Everything depended upon patience. Standing was determined by what you brought to the table, and how well you got along with the leadership of the dominant ethnic group. The only disagreements allowed were within the family, which were settled in some way, but not necessarily completely in your interest or the interest of your constituency. So Irvine Turner was pro civil rights and made his fiery speeches, but he couldn’t rock Lou Danzig’s boat. And Central Ward Democratic Chairman Honey Ward may have had his ideas for support of African American interests, but he had to do it in a way to still keep the favor of the Essex County Democratic Party bosses. Honey, however, grew more independent in the later 1960s, breaking with the power brokers on key issues, like the Medical School Fight. Larrie Stalks, and later Calvin West, believed being inside the power structure was the most effective approach, so they made adjustments to their expectations. George Richardson was too forceful with his position against police brutality while working for Mayor Addonizio. He was thrown out of City Hall and kicked off the Democratic Party line. He could have become Mayor of Newark had he not promoted Ken Gibson as a stalking horse in the 1966 Mayoral election, and adopted a political stance more in favor of “Black Power” in 1968-69.
George Richardson was too forceful with his position against police brutality while working for Mayor Addonizio.
By the mid 1960s, when the Civil Rights Movement was at its peak, those who were involved in political machines—no matter how militant they felt inside—couldn’t rock the boat on issues that weighed heavily on the poor and working class African American majority. Politicians who were “inside” had to continue delivering votes for the Democratic Party and City Hall bosses to keep their jobs and other perks. They could be against segregation, voter suppression, and job discrimination so long as they did in the Southern Civil Rights Movement. They were expected to keep quiet about violent policemen, unscrupulous landlords, the and urban renewal in Newark, and thus the African American community was deprived of their leadership most of the time.
The impact of this style of leadership brought the benefits of City Hall or the political party to only a few. Theirs was a much sought after club, but the benefits of membership were available for only a few.
Between 1962 and 1970, Mayor Addonizio allowed more African Americans to gain the political advantage of access to City Hall than had any other mayor before him. This latter group included, key election operatives, black professionals,and black ministers from the biggest and most influential churches in Newark, some of whom received the most coveted jackpot to be had: urban renewal land and government money for housing.

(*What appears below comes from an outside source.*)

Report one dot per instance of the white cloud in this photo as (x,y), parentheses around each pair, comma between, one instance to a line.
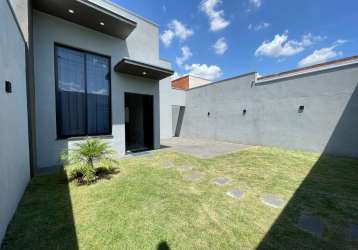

Larrie Stalks was the consummate inside politician with Mayor Addonizio. Don Malafronte, close confidant of Mayor Addonizio said, “She believed the best way to influence the transition from white to Black was to integrate into the power structure. People of that generation believed you had to stay close to power, to be there when the transition was made (from white to black power). She was younger than the ministers and politicians around her, but tough! She was oriented toward working with the Democratic Party and through City Hall, all the way. And it worked for her. She hoped for a smooth transition for Black people into power positions, including people in her family. She was an integrationist, and believed in a gradual approach.”
People of that generation believed you had to stay close to power, to be there when the transition was made (from white to black power).

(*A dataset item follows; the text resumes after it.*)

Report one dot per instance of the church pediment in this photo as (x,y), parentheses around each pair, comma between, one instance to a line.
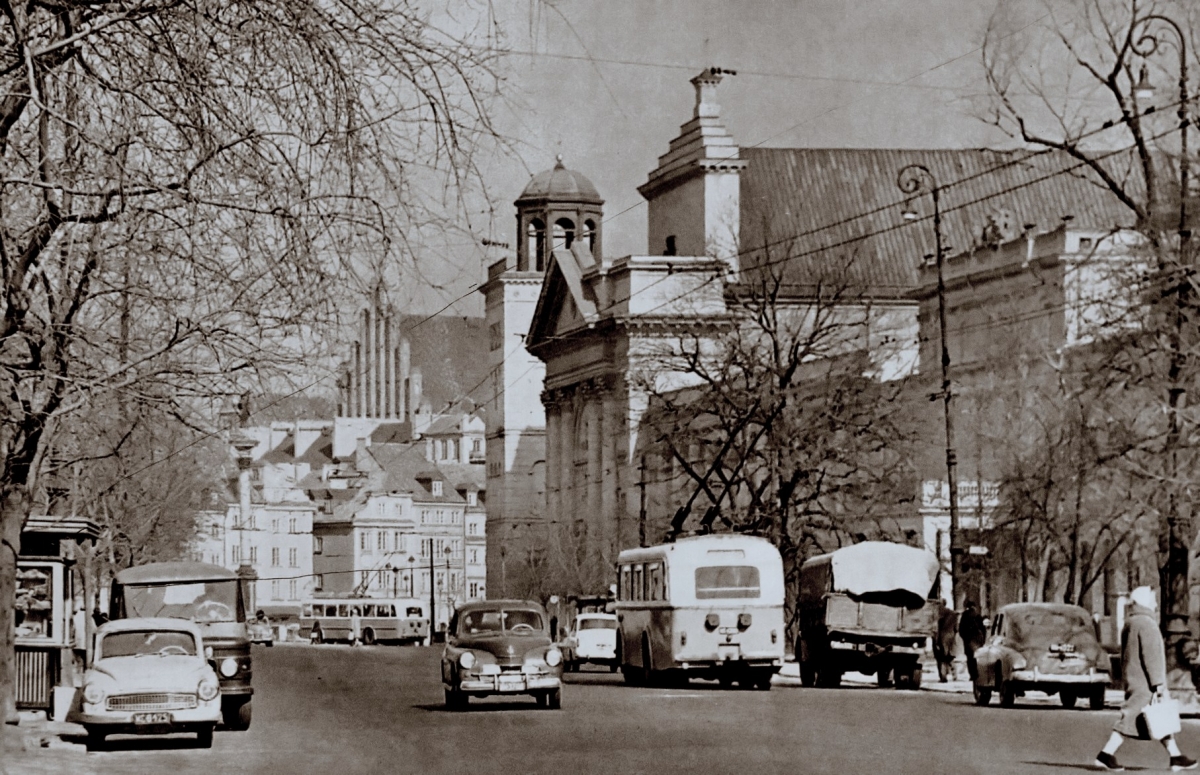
(564,304)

Soon, however, Larrie and all the rest of the Black Political Class were confronted by a younger generation that believed in the idea of direct action; of actually being pushy about what you wanted; by impatience and disdain for the inside seat by the door. And they counted the same black majority and said, “Why wait…let’s take it all ….NOW”. This civil rights breed was a threat to the old rules of ethnic succession; by the slow, deliberate building process that had been used by the Italians, the Irish, the Jews. And thus conflict occurred between blacks, for the power held by whites.
Clip from an interview with community leader and politician George Richardson, in which he describes how he became active on the political scene in Newark in the 1950s. Richardson describes the struggles for Black political power in the Central Ward after the election of Irvine Turner as Newark’s first African American City Councilman in 1954. — Credit: Henry Hampton Collection, Washington University Libraries
Clip from an interview with Larrie West Stalks, former Executive Secretary of the Planning Board and Director of the Department of Health and Welfare, in which she describes “fighting from inside” City Hall for Black empowerment in Newark. Mrs. Stalks worked her way up through the ranks of the city’s political hiearchy in the 1950s and 1960s to eventually become Director of the Department of Health and Welfare. Mrs. Stalks was a major power broker in City Hall during the Addonizio administration. — Credit: Henry Hampton Collection, Washington University Libraries
Clip from an interview with former Deputy Mayor of Newark Paul Reilly, in which he discusses Mayor Addonizio’s appointment of Larrie West Stalks as the Executive Secretary of the Central Planning Board. Reilly served as Deputy Mayor during the administration of Mayor Addonizio, from 1962-1970. — Credit: Junius Williams Collection
Clip from an interview with Newark journalist Tiny Prince, in which he describes a time that he and Councilman Irvine Turner travelled to Washington, D.C. to meet with Hugh Addonizio. Turner became Newark’s first African American elected official in 1954 when he was elected as the City Councilman for the Central Ward. — Credit: Robert Curvin Collection
Robert Curvin, Inside Newark: Decline, Rebellion, and the Search for Transformation
Interviews with Sally Carroll, Tom Parks, George Richardson, and Donald Malafronte (1996)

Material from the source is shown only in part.